Using Disk Images

Discussion in 'Installation and Configuration of Parallels Desktop' started by SPelly, Oct 26, 2010.

  1. SPelly

    SPelly Member

    Messages:
    27
    Hi, Does anyone know if it's possible to use a file that contains a binary copy of a disk partition as a Parallels HDD device? I have an application where "disks" are created (essentially) using dd/mkfs on physical linux systems and then need to be modified by a windows xp guest.

    If the image file can't be used as-is, is it possible to convert the image to an HDD and after it has been used by the guest OS, convert the HDD back to a disk image?

    I'd prefer to avoid the conversion because it implies time consuming copies and extra disk space.
     
  2. SPelly

    SPelly Member

    Messages:
    27
    Not elegant but it works...

    The best-practices police would be on me in no time, but the following works for now.

    From the terminal, use prlctl to create a plain disk as big or bigger than the image file:
    prlctl set windows_XP --device-add hdd --type plain --iface ide --size image_sizeMB

    This creates a .HDD directory along with the other VM files named something like harddisk1.hdd.
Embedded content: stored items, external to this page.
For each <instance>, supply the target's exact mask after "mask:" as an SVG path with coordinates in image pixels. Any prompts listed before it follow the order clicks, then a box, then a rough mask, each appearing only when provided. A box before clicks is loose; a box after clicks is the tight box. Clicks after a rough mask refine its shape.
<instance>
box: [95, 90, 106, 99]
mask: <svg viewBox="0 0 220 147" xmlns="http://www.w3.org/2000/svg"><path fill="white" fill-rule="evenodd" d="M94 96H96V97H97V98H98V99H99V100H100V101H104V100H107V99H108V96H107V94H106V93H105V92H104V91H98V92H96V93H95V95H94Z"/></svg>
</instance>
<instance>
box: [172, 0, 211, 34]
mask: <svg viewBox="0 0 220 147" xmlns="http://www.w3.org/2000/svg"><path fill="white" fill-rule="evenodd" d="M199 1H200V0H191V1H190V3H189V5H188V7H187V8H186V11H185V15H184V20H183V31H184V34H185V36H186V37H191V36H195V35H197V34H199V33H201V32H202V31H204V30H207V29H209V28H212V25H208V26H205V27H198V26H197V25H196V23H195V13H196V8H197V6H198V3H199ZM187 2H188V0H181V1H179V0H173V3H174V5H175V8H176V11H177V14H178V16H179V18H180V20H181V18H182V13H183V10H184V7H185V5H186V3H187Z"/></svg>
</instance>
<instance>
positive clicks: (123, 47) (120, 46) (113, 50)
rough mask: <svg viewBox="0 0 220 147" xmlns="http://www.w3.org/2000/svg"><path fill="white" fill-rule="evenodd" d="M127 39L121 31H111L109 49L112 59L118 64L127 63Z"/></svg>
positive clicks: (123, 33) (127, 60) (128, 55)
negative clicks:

In that directory is a file named harddisk1.hdd.0.{some_guid}. It looks like parallels reserves the first 512 bytes of the file for their own uses. The rest is a disk image -- initially all zeroed out but ready to be partitioned. I replaced that file with my image, prefixed with 512 nulls. i.e.:

    dd if=ntfs.img of=harddisk1.hdd/harddisk1.hdd.0.\{some_guid\}.hds seek=1

    When I start the machine, the disk is available with my data on it.

    If anyone has a more robust suggestion, please share.
     
  3. joevt

    joevt Forum Maven

    Messages:
    1,208
    I think you can take your disk image and just change the file extension to .hdd. This only works with uncompressed disk images. When you try to use the disk image with Parallels Desktop, it will convert it to the new .hdd package type (a package is a folder with a special flag set so that you can't view the folder contents normally in the Finder without using "Show Package Contents" in the contextual menu).

    The .hdd file inside the folder will not have the 512 nulls. The 512 nulls are optional. The number of 512 nulls is defined by the "Padding" setting in the DiskDescriptor.xml file.